Storage 101: Two Data Reduction Technologies Explained
Many data storage systems have data reduction features built in. Data reduction is exactly what it sounds like. It is a set of methods by which the amount of data that is stored can be reduced so that it requires less actual space on the company’s storage systems. Data reduction can have a tremendous impact on the bottom line when it comes to storage.
Think about some of the documents and spreadsheets that are in use throughout a company. It’s very likely that there are redundancies within each file. For example, how many times does the word the appear in a large document? What if, instead of actually saving the word the a few hundred times, the storage system could simply save just one instance of that word and just keep track of where else it appeared in the document? When the document is opened by a user, all instances of the word the would be visible, but the data saved would be less for the file .As this process – called compression – is applied at a broad scale and on all files, companies can achieve major storage capacity savings.
Data deduplication is a lot like compression, but whereas compression works on just the individual files in a company, deduplication works across the whole of a data storage environment. Deduplication looks for common patterns in storage across everything in the environment. Anything that is identified as duplicate data is removed and an index keeps track of exactly what has been removed so that the information can be put back when a user needs to access a file.
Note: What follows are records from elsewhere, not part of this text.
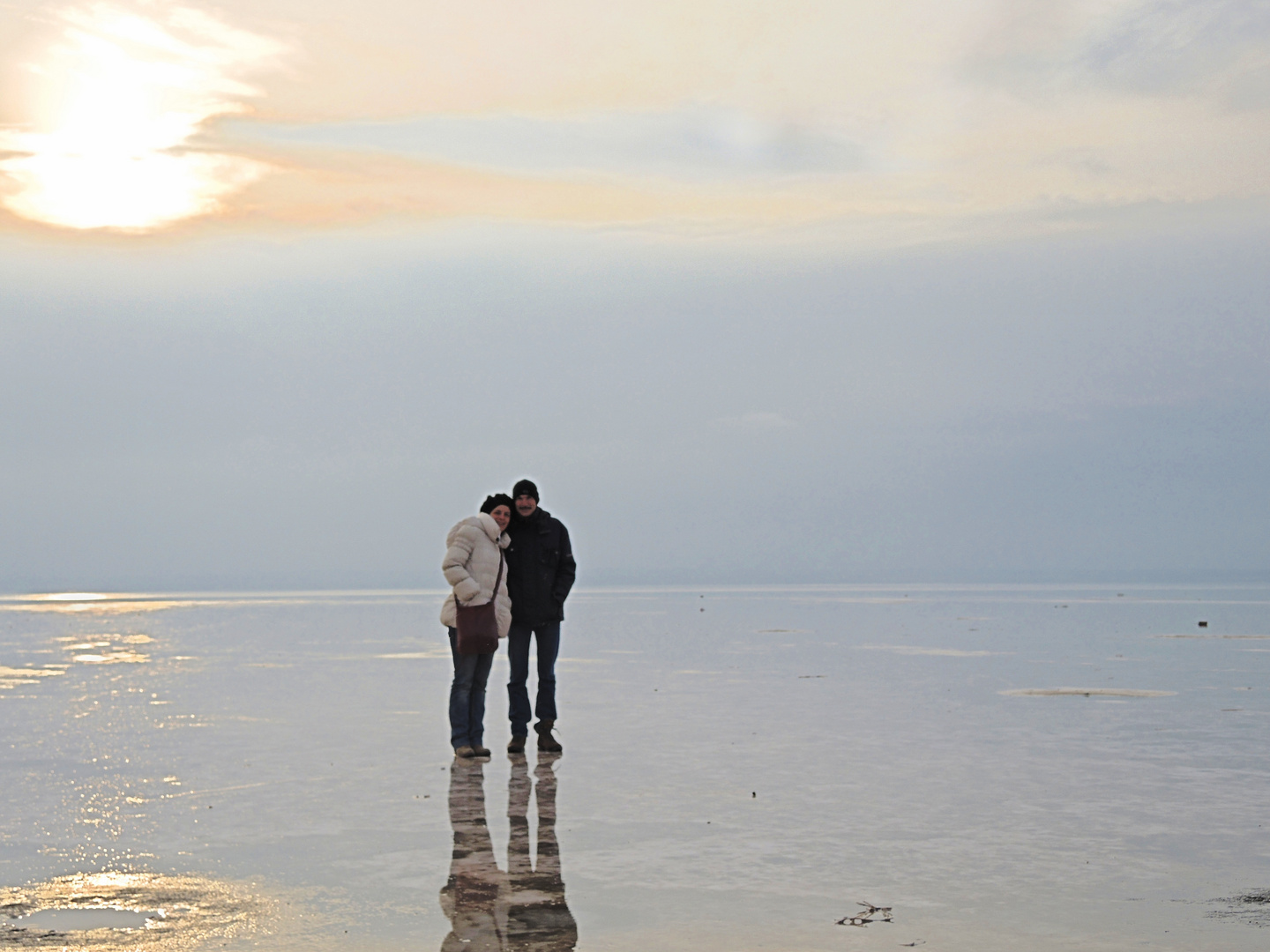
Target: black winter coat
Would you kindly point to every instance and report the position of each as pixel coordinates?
(540, 568)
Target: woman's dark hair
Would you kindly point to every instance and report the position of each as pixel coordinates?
(496, 501)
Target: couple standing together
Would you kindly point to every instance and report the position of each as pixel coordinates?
(517, 556)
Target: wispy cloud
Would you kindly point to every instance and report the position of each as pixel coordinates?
(116, 100)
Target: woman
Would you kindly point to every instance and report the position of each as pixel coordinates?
(474, 556)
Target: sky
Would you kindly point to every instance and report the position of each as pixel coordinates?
(813, 292)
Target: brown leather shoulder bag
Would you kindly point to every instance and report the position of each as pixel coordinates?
(478, 625)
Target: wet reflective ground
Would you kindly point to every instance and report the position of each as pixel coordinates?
(1039, 768)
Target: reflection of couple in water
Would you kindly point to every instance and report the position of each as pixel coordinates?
(522, 909)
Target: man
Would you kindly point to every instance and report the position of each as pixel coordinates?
(540, 571)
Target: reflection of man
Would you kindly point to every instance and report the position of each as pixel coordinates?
(467, 897)
(533, 908)
(540, 571)
(522, 911)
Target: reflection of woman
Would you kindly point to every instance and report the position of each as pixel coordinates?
(469, 895)
(524, 909)
(473, 565)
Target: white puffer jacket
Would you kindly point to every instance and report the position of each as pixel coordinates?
(473, 550)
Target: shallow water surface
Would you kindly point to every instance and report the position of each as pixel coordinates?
(1002, 767)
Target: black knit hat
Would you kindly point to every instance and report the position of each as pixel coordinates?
(496, 501)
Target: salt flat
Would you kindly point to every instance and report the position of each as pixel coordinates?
(1004, 767)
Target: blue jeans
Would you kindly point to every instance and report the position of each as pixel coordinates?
(467, 695)
(519, 654)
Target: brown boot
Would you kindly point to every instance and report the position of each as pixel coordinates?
(545, 740)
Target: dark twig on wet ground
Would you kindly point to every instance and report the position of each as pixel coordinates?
(1251, 908)
(871, 914)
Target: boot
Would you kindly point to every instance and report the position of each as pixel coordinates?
(545, 740)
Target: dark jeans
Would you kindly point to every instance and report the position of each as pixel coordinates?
(467, 697)
(519, 654)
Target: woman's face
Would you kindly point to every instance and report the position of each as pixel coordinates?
(502, 516)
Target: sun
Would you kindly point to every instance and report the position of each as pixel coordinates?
(118, 98)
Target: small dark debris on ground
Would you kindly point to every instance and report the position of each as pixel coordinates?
(1251, 908)
(871, 914)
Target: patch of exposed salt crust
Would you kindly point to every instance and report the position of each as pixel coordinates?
(195, 911)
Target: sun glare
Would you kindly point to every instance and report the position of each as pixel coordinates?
(120, 97)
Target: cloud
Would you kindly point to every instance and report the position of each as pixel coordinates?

There is a whole lot more duplication in data center environments than it may seem. Deduplication works across all storage, not just user files. This storage includes the operating systems that run on each server. If the company has hundreds of servers all running the same version of Windows, that means that there are hundreds of opportunities for data deduplication to work its magic. Also, remember that these kinds of data reduction opportunities work on the trove of data that’s hidden “below the waterline” – that is, in the tier of data that’s visible to users. Hidden below the waterline is a vast supporting object in the form of all of the storage that users never see. Such storage includes the operating systems that support business workloads, the database server software that enables business intelligence, and the myriad f Exchange systems that keep corporate communications flowing.
It quickly becomes obvious that an organization can save a lot of money by implementing data reduction technologies and enable the storage of just a fraction of the full data set. Most storage vendors use a ratio to describe their overall data deduplication efficiency. This ratio is presented as the impact of reduction as it compares to the overall “real” size of the data. For example, a “5:1” reduction ratio would mean that the data reduction technology is reducing data to just 20 percent of its pre-reduced size. In other words, the storage system is storing 5 gigabytes (GB) of data in just 1 GB of storage space.
As you’re looking at storage, though, just make sure you understand exactly how deduplication ratios are derived. Some vendors have been known to exaggerate their ratios or use ratios from outlier scenarios to boost their numbers.
Data reduction technologies used to be difficult to procure as storage vendors charged a hefty premium for the feature set. Moreover, such technologies often had a detrimental impact on the overall performance of the storage system. Because of these factors, the technologies were not always implemented. Today, though, many of these technologies are baked right into solutions available from many vendors. Newer storage vendors often include these features at no additional cost. Those in the market for storage should make sure that these money-saving features are included.